# Barn Drawing



## prburkhardt (9 mo ago)

I consider this the best drawing I have done so far.


----------



## prburkhardt (9 mo ago)

Not sure why I posted this, boredom is getting the best of me I guess.


----------



## John Smith_inFL (Dec 15, 2021)

looks good to me !!!
why did you take it from Pinterest ??


----------



## prburkhardt (9 mo ago)

I could not figure out how to get it from my phone to here. My daughter figured out how to get it on Pinterest. Opened it there and saved to computer.


----------



## John Smith_inFL (Dec 15, 2021)

good deal. that's like going around your back to get to your elbow.
at least you got it figured out. I'll crop it and re-post it for you. It is a very nice drawing.
I don't do phones - hope you get it figured out so you can post more of your work here.


----------



## prburkhardt (9 mo ago)

John, thank you, I figured there was a way to do that but I could not figure out.

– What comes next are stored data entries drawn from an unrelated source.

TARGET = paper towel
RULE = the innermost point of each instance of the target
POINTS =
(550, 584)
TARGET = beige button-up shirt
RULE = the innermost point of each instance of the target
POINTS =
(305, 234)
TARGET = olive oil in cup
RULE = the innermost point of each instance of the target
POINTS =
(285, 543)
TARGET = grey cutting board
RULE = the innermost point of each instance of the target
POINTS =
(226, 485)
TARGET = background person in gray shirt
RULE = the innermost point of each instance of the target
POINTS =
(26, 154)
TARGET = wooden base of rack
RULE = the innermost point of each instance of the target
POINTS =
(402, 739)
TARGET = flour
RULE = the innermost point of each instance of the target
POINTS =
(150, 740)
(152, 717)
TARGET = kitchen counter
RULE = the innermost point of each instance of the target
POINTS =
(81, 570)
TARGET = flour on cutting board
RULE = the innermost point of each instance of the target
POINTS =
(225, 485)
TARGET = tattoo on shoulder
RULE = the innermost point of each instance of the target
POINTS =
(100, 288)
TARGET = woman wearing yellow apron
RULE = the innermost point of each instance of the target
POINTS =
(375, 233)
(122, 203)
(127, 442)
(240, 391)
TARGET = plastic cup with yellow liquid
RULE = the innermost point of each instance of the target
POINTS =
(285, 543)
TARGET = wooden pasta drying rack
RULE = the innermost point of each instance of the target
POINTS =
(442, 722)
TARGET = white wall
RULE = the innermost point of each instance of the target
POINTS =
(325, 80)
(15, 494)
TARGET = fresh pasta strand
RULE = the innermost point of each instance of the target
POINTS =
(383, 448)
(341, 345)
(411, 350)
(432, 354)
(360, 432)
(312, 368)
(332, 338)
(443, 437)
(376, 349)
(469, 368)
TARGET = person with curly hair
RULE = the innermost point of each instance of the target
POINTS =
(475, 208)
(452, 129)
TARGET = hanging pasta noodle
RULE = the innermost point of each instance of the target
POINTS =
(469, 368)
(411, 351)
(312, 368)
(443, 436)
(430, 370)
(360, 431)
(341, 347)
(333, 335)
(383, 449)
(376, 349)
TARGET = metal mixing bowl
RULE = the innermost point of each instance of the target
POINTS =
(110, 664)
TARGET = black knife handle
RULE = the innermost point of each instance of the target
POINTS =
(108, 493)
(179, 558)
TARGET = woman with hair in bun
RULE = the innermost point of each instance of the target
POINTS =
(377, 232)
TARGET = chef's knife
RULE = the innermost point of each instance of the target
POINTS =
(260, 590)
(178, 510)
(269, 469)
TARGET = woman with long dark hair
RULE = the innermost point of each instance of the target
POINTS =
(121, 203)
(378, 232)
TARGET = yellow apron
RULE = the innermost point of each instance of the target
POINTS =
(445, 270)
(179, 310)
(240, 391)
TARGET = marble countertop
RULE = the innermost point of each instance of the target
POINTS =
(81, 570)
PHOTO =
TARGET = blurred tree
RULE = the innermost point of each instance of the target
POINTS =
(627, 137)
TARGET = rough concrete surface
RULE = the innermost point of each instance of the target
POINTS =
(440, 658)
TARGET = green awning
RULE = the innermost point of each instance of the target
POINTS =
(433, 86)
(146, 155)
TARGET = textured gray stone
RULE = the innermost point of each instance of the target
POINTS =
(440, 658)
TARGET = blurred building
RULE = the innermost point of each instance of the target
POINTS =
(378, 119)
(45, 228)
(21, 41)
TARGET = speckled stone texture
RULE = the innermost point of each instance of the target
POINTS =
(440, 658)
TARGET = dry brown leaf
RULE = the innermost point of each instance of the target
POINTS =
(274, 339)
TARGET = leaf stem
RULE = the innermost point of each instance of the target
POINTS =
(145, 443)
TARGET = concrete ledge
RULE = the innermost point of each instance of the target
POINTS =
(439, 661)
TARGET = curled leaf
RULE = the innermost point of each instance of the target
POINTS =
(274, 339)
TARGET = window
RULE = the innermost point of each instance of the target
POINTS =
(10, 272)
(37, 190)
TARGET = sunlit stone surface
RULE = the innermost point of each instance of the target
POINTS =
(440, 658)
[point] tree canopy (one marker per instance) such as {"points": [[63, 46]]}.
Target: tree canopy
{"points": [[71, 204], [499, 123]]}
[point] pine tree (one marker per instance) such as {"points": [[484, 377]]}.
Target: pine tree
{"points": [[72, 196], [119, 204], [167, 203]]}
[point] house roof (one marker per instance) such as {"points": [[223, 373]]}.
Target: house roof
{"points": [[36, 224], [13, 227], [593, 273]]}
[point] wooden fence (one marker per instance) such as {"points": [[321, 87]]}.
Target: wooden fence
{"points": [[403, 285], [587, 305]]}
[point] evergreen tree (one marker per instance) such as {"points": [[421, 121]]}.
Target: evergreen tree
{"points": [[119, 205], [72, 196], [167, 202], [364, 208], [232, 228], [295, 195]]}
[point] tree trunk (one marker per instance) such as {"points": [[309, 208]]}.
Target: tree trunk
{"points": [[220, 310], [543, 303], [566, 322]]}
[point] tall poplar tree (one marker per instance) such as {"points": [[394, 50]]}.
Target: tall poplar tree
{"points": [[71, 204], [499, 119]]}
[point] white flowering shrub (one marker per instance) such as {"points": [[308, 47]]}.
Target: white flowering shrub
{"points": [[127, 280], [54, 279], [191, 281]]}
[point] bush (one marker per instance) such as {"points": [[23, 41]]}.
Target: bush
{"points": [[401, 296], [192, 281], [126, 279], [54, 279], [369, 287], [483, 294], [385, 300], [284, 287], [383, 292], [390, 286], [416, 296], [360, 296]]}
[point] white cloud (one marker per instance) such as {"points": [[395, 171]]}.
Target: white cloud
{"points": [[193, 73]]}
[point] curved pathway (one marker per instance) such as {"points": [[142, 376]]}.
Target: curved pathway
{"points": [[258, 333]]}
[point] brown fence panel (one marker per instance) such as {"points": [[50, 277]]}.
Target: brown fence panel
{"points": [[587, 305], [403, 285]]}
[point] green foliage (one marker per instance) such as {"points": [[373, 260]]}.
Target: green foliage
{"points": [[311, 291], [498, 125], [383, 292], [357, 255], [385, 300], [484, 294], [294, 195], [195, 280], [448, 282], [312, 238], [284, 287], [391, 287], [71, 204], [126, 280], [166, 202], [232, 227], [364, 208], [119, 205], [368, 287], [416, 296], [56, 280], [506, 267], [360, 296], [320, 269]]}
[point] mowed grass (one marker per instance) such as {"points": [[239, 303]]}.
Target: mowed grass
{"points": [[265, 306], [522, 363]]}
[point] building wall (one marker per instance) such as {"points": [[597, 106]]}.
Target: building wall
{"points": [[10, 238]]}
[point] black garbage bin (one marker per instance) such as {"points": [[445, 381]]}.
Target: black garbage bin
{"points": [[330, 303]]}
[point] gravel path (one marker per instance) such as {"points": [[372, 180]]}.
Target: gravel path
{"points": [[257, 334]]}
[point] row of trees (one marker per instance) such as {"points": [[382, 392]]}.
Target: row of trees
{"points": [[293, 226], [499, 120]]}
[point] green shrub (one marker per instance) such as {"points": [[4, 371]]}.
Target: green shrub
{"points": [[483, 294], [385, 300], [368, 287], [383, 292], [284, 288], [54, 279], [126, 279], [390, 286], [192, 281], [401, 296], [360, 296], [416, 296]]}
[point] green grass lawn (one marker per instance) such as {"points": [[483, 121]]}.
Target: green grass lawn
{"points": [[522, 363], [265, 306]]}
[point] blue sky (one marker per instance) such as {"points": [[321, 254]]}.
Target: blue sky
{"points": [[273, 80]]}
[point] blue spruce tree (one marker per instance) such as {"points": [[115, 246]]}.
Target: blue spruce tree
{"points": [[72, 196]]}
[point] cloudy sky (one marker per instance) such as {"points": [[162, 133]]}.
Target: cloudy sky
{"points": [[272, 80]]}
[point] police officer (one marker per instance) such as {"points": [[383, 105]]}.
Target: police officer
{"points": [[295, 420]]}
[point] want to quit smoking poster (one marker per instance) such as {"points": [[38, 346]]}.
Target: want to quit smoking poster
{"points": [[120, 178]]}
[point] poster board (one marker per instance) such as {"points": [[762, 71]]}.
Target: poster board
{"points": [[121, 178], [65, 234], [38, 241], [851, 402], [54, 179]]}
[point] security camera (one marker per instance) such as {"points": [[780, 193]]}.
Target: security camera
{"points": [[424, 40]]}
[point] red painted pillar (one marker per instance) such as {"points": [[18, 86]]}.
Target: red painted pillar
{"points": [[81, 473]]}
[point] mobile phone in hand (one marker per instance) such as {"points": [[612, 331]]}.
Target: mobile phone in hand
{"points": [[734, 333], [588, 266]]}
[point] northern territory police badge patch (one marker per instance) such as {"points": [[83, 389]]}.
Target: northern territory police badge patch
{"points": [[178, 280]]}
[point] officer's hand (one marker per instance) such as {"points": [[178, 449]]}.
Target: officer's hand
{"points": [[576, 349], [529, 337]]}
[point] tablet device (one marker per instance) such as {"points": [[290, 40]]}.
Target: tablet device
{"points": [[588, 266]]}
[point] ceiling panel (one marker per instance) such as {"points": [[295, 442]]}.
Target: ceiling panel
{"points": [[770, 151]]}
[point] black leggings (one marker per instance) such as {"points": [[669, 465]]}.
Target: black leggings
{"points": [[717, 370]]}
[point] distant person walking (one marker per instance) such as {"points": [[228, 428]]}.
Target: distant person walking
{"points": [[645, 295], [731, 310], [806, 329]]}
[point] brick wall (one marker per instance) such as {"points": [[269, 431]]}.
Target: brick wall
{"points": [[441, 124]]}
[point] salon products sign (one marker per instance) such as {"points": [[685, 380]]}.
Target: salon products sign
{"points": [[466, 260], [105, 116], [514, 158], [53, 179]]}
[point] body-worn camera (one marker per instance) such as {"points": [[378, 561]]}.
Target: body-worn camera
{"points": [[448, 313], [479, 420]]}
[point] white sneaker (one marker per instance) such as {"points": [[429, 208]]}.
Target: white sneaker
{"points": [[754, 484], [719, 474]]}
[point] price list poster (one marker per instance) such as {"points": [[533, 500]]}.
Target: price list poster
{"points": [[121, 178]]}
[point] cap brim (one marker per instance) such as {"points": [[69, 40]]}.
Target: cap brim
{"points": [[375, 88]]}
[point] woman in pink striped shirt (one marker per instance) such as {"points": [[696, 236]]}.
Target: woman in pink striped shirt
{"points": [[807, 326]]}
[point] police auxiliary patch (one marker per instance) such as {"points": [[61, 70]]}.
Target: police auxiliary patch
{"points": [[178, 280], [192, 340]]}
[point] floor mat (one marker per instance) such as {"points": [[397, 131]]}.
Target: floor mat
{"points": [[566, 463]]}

So if I have a drawing, how do I get it on here?


----------



## John Smith_inFL (Dec 15, 2021)

I am on a laptop computer. I take photos I want to show and simply drag them to the square icon. (you have to click the icon first, then drag your photo onto it). I have no idea how "smart phones" work - I don't even have one.


----------



## Aafke Art (Oct 11, 2021)

Lovely drawing!


----------



## prburkhardt (9 mo ago)

Thank you, I appreciate that.


----------